Des mini-repas et la fenêtre grande ouverte
Trois vrais repas par jour me paraissaient des montagnes infranchissables. J'ai troqué ça contre un petit quelque chose toutes les deux heures, histoire de ne jamais laisser l'estomac complètement vide, parce que c'était souvent le ventre creux qui me trahissait. On aime bien mettre tout ça sur le dos de l'hCG, cette hormone de grossesse dont on entend parler partout, même si le savoir ne m'a jamais soulagée d'un pouce. Mes assiettes ressemblaient à des bricolages d'enfant : une biscotte, un carré de fromage à pâte dure, quelques quartiers de pomme acide. J'avais aussi enfilé des bracelets d'acupression au poignet ; incapable de dire si c'était l'effet placebo ou une vraie action, je les gardais surtout parce qu'ils me donnaient l'impression de reprendre un peu la main. Ce que je réussissais à garder a doucement remodelé toute ma façon de manger ces semaines-là.
L'air frais restait mon seul remède immédiat, le seul qui agissait à coup sûr. Dès que la vague montait, j'ouvrais les fenêtres en grand, tant pis pour le chauffage, et l'après-midi je marchais lentement au Parc de l'Orangerie, à respirer à pleins poumons entre deux allées. Ambre, une camarade de mon cours de yoga prénatal, riait de ses propres ratés sans jamais en faire un drame ; la voir dédramatiser ses matins compliqués m'ôtait un peu de la honte que je traînais. À la table longeant la fenêtre, mon carnet posé à portée de main, je notais ce qui passait et ce qui ne passait pas, les tuiles oranges des voisins d'en face pour seul horizon.
La première fois qu'une tartine nature est descendue en entier sans que j'aie à quitter la table, j'ai reposé mon couteau et je suis restée là, presque méfiante, à attendre un retour de bâton qui n'est jamais venu. C'était vers la quatrième semaine de ce nouveau rythme. Mon corps changeait plus vite que ma tête ne suivait, et ce matin-là, sans fanfare, il m'a rendu une bouchée ordinaire comme un cadeau.

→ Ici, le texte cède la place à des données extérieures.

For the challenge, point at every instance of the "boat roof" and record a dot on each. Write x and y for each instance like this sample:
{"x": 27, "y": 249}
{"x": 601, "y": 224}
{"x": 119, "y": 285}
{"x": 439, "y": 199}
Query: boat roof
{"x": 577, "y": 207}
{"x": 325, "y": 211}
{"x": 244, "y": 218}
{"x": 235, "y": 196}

Si vous êtes en plein dedans, gardez peut-être une seule chose de tout ceci : faites passer chaque astuce à votre propre épreuve, celle de la tartine ou d'une autre, et ne conservez que ce qui tient vraiment debout pour vous. Ce qui a préservé mon bien-être ces semaines-là, ce n'est pas le remède miracle de la voisine, c'est d'avoir écouté mon corps plutôt que les règles de politesse à table. Et si les nausées deviennent trop lourdes à porter, ne restez pas seule avec votre carnet : un médecin ou une sage-femme demeure le bon interlocuteur, parce que les astuces naturelles ont leurs limites.